Lack Of Originality. It ripped off so much classic Science Fiction literature that subsequent attempts to film the originals were doomed to unfavourable comparison with Lucas's movies. For example Dune. (written 1965. Desert planet? Check. Ancient semi-mystical order? Check. sword fights? Check. Princesses? Check. I could go on).
The dialogue. The characters in the Star Wars movies don't so much hold conversations as stand there like cavemen, lobbing chunks of monologue at each other. As Harrison Ford said to Lucas in a moment of majestic exasperation: "You can type this shit, George, but you sure can't say it."
Its attempts at Myth making are clunky and cliched. Star Wars has assumed a Legendary prescence in contemporary American culture, but it lacks the edge, the depth and the resonance of the real thing i.e. Norse, Egyptian, Graeco/Roman or Celtic mythology. It doesn't even come close in detail and scope to something like The Marvel or DC Universes.

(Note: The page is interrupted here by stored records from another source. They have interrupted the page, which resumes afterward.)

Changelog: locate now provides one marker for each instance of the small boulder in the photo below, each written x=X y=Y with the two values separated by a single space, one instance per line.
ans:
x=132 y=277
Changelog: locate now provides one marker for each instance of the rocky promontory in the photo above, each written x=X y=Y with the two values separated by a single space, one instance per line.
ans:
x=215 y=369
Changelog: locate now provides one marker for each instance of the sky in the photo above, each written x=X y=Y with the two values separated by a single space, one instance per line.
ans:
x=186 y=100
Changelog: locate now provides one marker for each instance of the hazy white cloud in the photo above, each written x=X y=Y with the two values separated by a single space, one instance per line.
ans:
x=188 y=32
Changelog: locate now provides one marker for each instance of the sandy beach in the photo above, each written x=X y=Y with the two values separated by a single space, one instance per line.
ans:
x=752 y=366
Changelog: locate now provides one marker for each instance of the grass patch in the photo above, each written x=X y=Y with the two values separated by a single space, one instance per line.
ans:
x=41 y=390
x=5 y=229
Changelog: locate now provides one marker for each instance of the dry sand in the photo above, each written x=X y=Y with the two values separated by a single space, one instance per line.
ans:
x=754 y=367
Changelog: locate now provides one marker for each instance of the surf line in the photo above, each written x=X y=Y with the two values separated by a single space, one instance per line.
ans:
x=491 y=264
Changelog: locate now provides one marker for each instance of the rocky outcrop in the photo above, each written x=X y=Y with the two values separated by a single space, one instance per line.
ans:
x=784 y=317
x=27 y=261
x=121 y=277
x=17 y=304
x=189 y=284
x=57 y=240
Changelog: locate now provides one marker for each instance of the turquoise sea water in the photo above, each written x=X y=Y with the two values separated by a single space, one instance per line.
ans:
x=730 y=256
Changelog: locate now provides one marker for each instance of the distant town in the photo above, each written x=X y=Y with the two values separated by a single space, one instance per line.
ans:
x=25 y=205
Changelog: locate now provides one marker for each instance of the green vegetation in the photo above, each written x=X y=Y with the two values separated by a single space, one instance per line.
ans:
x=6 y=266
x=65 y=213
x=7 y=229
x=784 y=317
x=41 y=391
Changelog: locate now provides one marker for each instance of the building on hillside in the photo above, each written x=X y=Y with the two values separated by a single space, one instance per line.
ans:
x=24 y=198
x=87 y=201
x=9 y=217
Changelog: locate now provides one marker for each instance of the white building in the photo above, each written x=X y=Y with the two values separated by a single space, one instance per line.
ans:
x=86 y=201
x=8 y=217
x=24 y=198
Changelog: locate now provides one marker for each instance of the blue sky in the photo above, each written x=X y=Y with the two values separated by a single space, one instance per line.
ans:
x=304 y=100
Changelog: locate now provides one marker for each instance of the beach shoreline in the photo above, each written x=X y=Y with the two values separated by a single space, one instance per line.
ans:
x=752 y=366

People that consider 'Jedi' to be a real religion.
Which brings me to...
Yoda. A problem with the English language has he. Plonking platitudes he generally utters. Spot this in case we, an amusing quirk he has been given. Sentences he chops in half! Then back together puts! The way round wrong! "The Force I sense in you," says he. "Teach you more, I can." Later, himself he excels: "Hard to see the Dark Side is." Please make it stop before it becomes the standard cliche way for wise aliens to talk...oh too late it is!

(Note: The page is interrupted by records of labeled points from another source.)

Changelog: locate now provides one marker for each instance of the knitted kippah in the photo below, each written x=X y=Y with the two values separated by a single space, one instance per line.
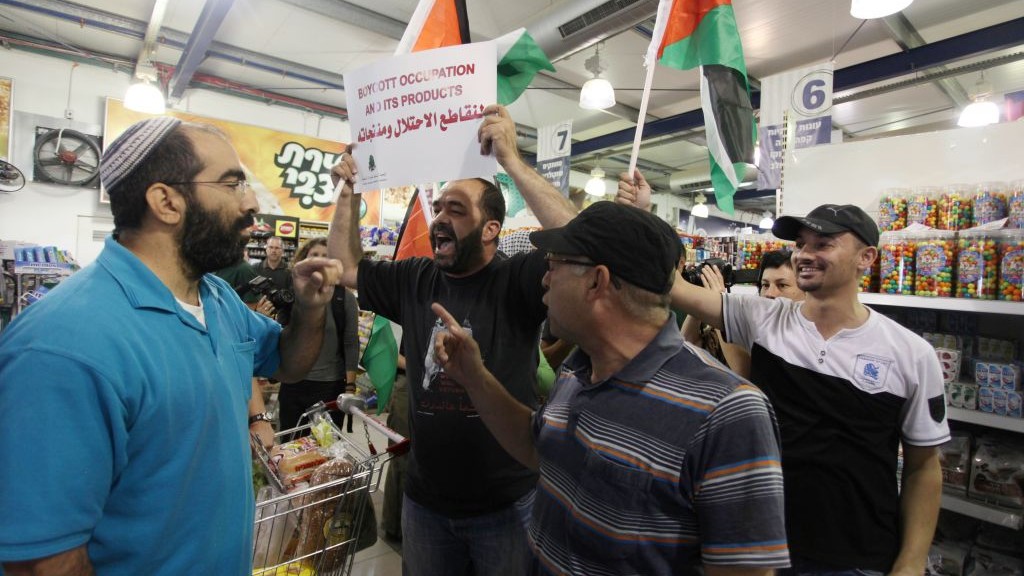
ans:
x=132 y=147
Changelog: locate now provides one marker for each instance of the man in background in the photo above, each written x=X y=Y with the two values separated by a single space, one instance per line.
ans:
x=653 y=457
x=467 y=501
x=850 y=386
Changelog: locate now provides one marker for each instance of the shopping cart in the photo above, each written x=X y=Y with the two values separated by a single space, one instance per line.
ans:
x=316 y=530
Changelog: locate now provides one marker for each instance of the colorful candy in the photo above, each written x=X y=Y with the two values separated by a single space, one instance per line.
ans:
x=922 y=206
x=934 y=257
x=1015 y=202
x=977 y=265
x=989 y=203
x=954 y=208
x=892 y=210
x=896 y=269
x=1011 y=264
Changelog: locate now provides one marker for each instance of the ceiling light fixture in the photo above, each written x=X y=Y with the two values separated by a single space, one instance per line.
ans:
x=867 y=9
x=143 y=96
x=981 y=112
x=597 y=93
x=699 y=209
x=595 y=186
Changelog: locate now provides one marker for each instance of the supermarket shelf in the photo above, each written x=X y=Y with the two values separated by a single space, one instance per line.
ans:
x=958 y=304
x=985 y=419
x=1001 y=517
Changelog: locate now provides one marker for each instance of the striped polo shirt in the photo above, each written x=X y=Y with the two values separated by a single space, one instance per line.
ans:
x=671 y=462
x=844 y=406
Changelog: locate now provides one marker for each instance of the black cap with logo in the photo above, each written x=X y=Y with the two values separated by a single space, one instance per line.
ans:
x=828 y=219
x=636 y=245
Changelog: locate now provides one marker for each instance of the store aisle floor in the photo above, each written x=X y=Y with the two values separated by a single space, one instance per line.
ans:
x=384 y=558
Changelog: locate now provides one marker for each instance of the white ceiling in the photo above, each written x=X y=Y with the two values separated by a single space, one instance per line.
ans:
x=777 y=35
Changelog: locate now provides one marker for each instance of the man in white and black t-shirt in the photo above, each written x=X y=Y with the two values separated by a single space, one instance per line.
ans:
x=849 y=385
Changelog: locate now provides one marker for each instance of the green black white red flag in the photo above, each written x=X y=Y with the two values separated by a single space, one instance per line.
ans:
x=704 y=33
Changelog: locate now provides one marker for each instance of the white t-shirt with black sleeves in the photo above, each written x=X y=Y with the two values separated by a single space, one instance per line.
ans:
x=844 y=405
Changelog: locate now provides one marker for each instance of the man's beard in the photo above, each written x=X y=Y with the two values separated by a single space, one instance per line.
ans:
x=468 y=250
x=207 y=244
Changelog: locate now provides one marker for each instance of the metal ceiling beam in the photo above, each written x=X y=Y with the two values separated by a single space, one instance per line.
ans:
x=354 y=15
x=907 y=37
x=84 y=15
x=1001 y=36
x=213 y=14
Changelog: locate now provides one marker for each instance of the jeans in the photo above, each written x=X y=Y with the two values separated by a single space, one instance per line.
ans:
x=493 y=544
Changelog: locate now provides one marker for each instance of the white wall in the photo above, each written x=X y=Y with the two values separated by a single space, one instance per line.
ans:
x=53 y=214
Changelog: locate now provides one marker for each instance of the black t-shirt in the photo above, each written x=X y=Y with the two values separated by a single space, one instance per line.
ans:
x=456 y=465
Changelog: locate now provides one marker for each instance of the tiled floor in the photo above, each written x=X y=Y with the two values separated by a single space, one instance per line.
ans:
x=384 y=558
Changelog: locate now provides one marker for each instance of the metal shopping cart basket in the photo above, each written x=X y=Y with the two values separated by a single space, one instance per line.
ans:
x=315 y=526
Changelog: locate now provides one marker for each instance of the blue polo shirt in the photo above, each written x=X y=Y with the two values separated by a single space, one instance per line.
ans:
x=124 y=423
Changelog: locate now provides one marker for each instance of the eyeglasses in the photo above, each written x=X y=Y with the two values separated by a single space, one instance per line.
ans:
x=552 y=258
x=240 y=187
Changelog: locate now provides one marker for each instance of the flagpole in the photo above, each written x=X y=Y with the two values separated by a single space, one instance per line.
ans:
x=643 y=116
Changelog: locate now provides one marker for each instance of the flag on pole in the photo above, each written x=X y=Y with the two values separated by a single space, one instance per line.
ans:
x=704 y=33
x=519 y=58
x=435 y=24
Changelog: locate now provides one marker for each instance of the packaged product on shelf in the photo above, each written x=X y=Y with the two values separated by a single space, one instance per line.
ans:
x=989 y=203
x=892 y=209
x=1011 y=264
x=997 y=471
x=1015 y=204
x=934 y=257
x=977 y=270
x=896 y=270
x=954 y=457
x=954 y=207
x=922 y=206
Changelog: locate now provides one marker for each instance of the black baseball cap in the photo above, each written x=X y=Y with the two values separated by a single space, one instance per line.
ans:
x=829 y=219
x=636 y=245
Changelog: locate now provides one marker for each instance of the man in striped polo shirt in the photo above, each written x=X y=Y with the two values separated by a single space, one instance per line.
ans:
x=653 y=457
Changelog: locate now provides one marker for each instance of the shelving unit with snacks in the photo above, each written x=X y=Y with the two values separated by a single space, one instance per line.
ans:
x=975 y=485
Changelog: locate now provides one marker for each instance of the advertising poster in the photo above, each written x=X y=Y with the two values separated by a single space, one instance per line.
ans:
x=291 y=173
x=6 y=111
x=414 y=118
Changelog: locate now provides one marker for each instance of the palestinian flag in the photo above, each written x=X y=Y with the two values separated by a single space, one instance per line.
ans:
x=414 y=240
x=702 y=33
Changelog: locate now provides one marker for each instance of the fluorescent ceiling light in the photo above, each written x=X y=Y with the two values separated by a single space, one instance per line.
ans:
x=142 y=96
x=867 y=9
x=699 y=209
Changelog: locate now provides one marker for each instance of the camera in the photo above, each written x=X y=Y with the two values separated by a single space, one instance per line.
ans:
x=692 y=274
x=281 y=298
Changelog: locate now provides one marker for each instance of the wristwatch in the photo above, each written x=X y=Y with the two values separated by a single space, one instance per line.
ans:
x=261 y=417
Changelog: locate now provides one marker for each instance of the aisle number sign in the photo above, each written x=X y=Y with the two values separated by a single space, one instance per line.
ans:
x=796 y=112
x=554 y=142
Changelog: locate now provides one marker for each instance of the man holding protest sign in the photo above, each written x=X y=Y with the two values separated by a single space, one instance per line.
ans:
x=467 y=500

Merchandising. It's a movie about, and designed to sell, toys. It may have been the first but unfortunately it wasn't the last.

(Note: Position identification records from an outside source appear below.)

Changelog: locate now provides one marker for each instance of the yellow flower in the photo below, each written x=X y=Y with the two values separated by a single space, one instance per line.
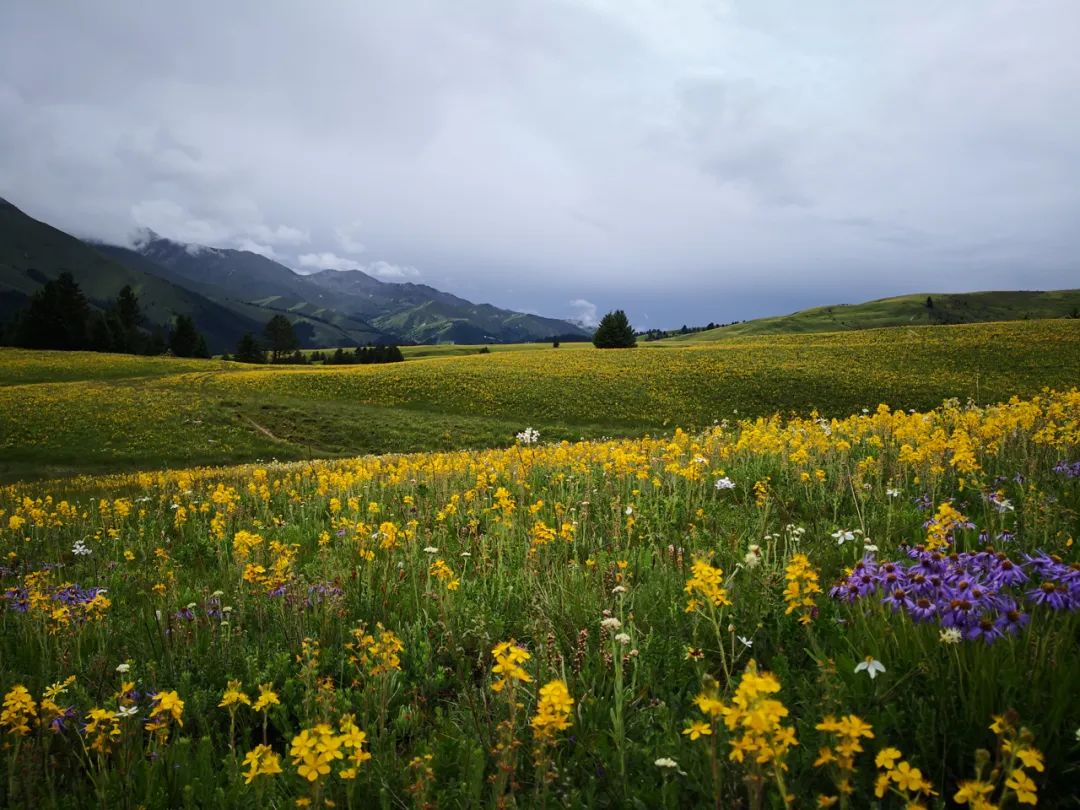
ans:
x=260 y=761
x=906 y=777
x=1031 y=758
x=887 y=758
x=267 y=698
x=233 y=696
x=973 y=791
x=698 y=729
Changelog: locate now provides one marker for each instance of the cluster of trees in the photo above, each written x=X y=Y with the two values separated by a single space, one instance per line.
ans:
x=58 y=316
x=361 y=355
x=282 y=346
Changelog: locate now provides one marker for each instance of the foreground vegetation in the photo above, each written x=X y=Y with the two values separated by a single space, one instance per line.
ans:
x=877 y=608
x=85 y=413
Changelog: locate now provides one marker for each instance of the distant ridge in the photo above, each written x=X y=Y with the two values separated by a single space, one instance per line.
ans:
x=229 y=292
x=920 y=309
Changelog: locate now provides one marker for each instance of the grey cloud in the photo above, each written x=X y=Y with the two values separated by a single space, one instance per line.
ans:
x=693 y=159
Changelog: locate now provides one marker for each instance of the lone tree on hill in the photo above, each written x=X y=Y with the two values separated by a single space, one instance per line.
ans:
x=615 y=332
x=186 y=341
x=248 y=350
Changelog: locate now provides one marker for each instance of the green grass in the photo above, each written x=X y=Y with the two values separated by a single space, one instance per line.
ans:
x=907 y=310
x=64 y=413
x=217 y=580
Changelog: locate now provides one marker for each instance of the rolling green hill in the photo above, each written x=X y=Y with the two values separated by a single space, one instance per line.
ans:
x=32 y=253
x=905 y=310
x=355 y=307
x=64 y=413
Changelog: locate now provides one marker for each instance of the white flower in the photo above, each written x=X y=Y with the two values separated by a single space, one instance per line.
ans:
x=528 y=436
x=949 y=635
x=871 y=665
x=841 y=536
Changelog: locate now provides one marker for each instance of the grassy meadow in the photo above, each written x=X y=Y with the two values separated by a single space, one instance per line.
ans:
x=127 y=413
x=905 y=310
x=787 y=571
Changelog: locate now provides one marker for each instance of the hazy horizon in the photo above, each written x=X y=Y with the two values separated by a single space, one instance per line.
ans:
x=687 y=162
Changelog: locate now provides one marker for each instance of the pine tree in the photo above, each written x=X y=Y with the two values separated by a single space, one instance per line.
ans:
x=248 y=350
x=56 y=316
x=615 y=332
x=281 y=337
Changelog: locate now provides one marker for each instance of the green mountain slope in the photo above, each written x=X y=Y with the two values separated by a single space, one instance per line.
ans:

The politics. It starts as The Rebel Alliance v the Evil Empire, the little guy taking on the big machine - although, if you listen closely, it's stated that the Jedi had ruled for generations, so it's a restoration they're after, not a revolution. Still, clear enough. And in the age of the cold war, the USA could comfortably be anti-imperial. Ronald Reagan took the cue, built a defence system called Star Wars, and labelled the Soviet Union "the Evil Empire". But then that empire fell, and the only one left was the USA. So the Jedi changed sides. Darth Vader became not so bad. And the politics of the galaxy turned into a UN-style soup.
Character development what character development? When Han Solo swaggers into the story, he is a mercenary. Within two hours, he has become a star pupil, meekly accepting a medal from Princess Leia at an intergalactic version of a school prizegiving. The mercenary has turned into a boy scout.